Spritely behaviour

Image: International Gemini Observatory/NOIRLab/NSF/AURA/A. Smith.

Two rare phenomena associated with thunderstorms are captured in this expansive vista seen from 4,200 metres above sea level at the Gemini North telescope, overlooking the other observatories atop Mauna Kea in Hawaii. To the right of the photograph we see a huge thunderstorm erupting in light, and a blast of light erupting skywards from the cloud deck. This blast of light contains two different phenomena: a ‘blue jet’ and a ‘red sprite’.
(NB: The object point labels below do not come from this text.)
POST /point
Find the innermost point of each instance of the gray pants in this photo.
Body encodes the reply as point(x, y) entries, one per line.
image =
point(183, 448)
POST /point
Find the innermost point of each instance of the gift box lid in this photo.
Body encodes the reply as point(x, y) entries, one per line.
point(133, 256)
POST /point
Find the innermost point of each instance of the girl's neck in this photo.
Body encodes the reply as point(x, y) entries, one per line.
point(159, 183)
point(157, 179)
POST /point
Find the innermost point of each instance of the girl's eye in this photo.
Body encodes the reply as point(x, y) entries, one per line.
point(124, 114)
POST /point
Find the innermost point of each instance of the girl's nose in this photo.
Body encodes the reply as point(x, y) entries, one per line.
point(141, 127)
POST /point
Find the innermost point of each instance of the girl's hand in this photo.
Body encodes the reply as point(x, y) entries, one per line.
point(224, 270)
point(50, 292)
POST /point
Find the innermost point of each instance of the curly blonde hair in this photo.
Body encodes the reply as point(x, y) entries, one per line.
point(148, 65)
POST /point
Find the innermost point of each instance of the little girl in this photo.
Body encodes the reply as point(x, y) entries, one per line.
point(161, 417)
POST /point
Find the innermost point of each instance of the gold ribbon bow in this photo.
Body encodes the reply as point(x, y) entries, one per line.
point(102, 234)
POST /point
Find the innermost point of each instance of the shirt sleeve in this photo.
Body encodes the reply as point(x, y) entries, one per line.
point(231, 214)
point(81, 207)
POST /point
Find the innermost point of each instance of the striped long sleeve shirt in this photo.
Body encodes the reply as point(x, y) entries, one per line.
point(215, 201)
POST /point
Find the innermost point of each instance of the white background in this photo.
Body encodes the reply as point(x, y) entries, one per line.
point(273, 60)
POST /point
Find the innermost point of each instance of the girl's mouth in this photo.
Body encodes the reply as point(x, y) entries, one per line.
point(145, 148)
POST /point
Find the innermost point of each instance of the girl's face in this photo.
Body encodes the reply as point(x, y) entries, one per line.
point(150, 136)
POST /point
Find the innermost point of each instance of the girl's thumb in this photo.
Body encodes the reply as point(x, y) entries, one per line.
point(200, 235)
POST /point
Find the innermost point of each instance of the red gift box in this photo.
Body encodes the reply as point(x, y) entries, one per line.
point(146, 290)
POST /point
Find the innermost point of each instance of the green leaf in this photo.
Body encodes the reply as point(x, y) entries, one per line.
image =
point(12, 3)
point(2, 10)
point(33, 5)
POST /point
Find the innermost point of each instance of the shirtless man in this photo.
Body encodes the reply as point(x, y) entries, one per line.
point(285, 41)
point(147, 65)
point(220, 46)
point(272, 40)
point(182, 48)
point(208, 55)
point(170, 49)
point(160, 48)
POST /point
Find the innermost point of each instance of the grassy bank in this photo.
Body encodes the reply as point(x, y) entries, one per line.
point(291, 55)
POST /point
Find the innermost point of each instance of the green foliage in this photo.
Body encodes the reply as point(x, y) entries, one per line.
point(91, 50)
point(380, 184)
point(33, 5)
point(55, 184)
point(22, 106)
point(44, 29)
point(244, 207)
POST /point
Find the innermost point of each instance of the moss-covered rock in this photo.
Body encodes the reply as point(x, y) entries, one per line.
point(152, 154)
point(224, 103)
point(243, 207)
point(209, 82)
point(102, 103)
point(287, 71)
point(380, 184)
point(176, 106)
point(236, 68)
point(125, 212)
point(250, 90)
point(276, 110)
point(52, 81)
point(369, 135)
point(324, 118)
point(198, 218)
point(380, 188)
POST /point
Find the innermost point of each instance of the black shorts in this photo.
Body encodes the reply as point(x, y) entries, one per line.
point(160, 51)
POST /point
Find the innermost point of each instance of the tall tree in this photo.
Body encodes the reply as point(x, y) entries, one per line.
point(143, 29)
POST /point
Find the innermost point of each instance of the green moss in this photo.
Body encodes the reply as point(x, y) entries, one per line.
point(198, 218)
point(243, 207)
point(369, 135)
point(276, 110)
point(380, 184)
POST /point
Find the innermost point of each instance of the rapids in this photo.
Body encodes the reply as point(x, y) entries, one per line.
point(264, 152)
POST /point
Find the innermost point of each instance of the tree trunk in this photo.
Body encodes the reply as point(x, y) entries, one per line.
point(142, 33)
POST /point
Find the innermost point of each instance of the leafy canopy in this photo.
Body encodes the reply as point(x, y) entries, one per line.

Both are associated with electrical discharges directed above, rather than below, thunderstorms, and so elusive are they that both phenomena were only imaged for the first time in 1989. Blue jets form when an electrical discharge travels from the positively charged region at the top of the thunderclouds to the negatively charged zone above those clouds, with the blue colour the result of nitrogen atoms in the atmosphere being ionised.

Although it looks like the red sprite above it is connected to the blue jet, they are separate, albeit related, entities. The sprite is at an altitude of about 90 kilometres, and video footage shot at extremely high frame rates (of about 10,000 frames per second) show that sprites are composed of a multitude of balls of ionised plasma dropping back to Earth at a tenth of the speed of light.

Although sprites and jets had been seen sporadically above thunderstorms by eyewitnesses prior to 1989, their fleeting nature meant that imaging them was difficult. To do so successfully, the camera needs a clear view of a thunderstorm from a distance of 150 to 500 kilometres, and to be under an exceptionally dark sky, making Mauna Kea the perfect location from which to image these elusive light displays.